A from-scratch feedforward neural network in C for handwritten digit recognition (MNIST) and Fashion-MNIST. No ML frameworks, no math libraries — just C.
- Pure C — no TensorFlow, PyTorch, NumPy, or math.h
- Custom memory management — arena allocators for fast, zero-fragmentation allocation
- Two training modes — Stochastic Gradient Descent and Mini-Batch GD
- Correct weight initialization — He init (ReLU layers), Xavier (Softmax output)
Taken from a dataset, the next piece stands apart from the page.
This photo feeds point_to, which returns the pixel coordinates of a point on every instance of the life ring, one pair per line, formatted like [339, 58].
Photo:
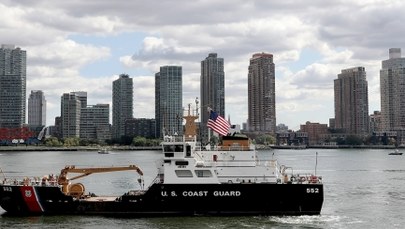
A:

- Model persistence — save/load trained weights in a compact binary format
- Fashion-MNIST support — same pipeline, different dataset
- Interactive GUI — draw digits in real-time and watch predictions update (via raylib)
- SIMD-friendly loops —
restrictpointers and row-major layout for auto-vectorization
ffnn/
├── src/
│ ├── ffnn.c # Network: create, train, test, save/load
│ ├── layer.c # Forward pass, backprop, weight updates
│ ├── idx_file_reader.c # Parses MNIST IDX binary format
│ ├── mnist_data_processor.c # Converts IDX → custom .bin format
│ └── main.c # Entry point (edit to configure training)
│
├── include/
│ ├── ffnn.h # Public API
│ ├── layer.h # Layer struct and operations
│ ├── idx_file_reader.h
│ └── mnist_data_processor.h
│
├── external/
│ ├── C-Data-Structures-Lib/ # Arena, genVec, Matrix, String (WCtoolkit)
│ └── raylib/
│ ├── src/
│ │ ├── mnist_predictor.c # Canvas, UI, prediction logic
│ │ └── ray_main.c # GUI event loop
│ └── include/
│ └── mnist_predictor.h
│
├── tests/
│ ├── mnist_tests.h # MNIST and Fashion-MNIST test helpers
│ └── xor_test.h # XOR sanity check for the network
│
├── data/
│ ├── raw/ # Original MNIST IDX files (you provide)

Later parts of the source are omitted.